На вокзале, помогая мне внести в вагон чемодан и сетку, наполненную свертками и кульками, припасенными Марфой, дядя еще раз напоминал, чтобы я приезжал непременно на лето. Я молчал, мучительно мечтая, чтобы скорее тронулся поезд.

…Дома я передал матери просьбу тети Ани. В тот момент я еще не предполагал, чем это может для меня обернуться.

— Врет она все! — возмущалась мать. — Барыня она, легкачка — вот кто, ребенок ей, видите ли, помешал, объели ее! Ну погоди, вот я напишу Василию — он ей покажет…

Рассерженная, обиженная до глубины души, мама моя не замедлила написать дяде письмо.

В ответном письме дядя Василий убеждал и упрашивал ее «не обращать внимания на Анечку и всенепременно присылать меня летом», грозя даже, что если этого не произойдет, он приедет за мною сам.

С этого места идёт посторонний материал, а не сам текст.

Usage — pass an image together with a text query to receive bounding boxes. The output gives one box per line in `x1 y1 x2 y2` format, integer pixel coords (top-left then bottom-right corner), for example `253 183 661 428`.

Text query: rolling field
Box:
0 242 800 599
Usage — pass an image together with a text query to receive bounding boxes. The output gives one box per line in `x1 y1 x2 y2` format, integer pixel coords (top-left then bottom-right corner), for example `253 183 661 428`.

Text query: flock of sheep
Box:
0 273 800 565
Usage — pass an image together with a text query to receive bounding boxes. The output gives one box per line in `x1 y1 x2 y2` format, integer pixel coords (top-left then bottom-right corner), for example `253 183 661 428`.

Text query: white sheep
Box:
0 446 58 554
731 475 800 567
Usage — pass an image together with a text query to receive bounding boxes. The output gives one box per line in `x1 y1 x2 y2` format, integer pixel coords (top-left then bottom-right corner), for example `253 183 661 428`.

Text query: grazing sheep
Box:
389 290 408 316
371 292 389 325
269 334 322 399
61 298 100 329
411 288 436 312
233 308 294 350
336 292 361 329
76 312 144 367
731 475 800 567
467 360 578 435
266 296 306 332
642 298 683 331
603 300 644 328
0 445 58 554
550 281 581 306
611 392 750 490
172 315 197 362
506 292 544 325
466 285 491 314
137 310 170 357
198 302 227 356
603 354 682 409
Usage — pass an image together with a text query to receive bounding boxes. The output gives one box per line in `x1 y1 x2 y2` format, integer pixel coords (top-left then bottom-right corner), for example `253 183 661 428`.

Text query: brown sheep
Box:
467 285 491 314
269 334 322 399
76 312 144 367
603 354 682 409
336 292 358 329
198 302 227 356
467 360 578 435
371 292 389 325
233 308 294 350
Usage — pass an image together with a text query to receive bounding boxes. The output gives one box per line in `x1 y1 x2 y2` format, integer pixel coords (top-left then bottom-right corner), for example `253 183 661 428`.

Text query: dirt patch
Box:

— Ну вот, все и уладилось!.. — вздыхала мать. — А ты расстраивался, глупенький. Я-то уж знаю — Василий у нас добряк, душа-человек…

Приближалось лето, и на душе у меня становилось все неспокойней. Тетя Аня не любила меня, теперь я знал это. Но за что?! Что я ей сделал плохого? — спрашивал я себя. Чем мог вызвать ее недовольство? Чувствуя детским сердцем обиду и унижение, я все-таки верил, что все еще можно поправить. Наверное, я делал что-то не так. Теперь же — постараюсь заслужить ее доброту. Она поймет, что я люблю ее, и по-другому посмотрит на меня! Обязательно по-другому отнесется ко мне, ведь я же ни в чем перед ней не провинился…

Долго таким образом убеждал я себя, и когда наступили каникулы, послушался мать, снова поехал к дяде.

В доме ничего не изменилось. Тетя Аня, как прежде, почти не замечала меня. Я же всячески старался добиться ее расположения. Заметив в окно, что она приближается к дому, я выскакивал во двор и принимался в который раз мести его березовым веником, выгребая из густой травы мусор и щепки. Тетя Аня проходила мимо, не повернув ко мне головы. «Ничего, ничего», — успокаивал я себя. Мне стало казаться, что и молчит-то она потому, что начала понимать что-то такое, что было недоступно ей прежде и уж теперь-то все пойдет по-другому.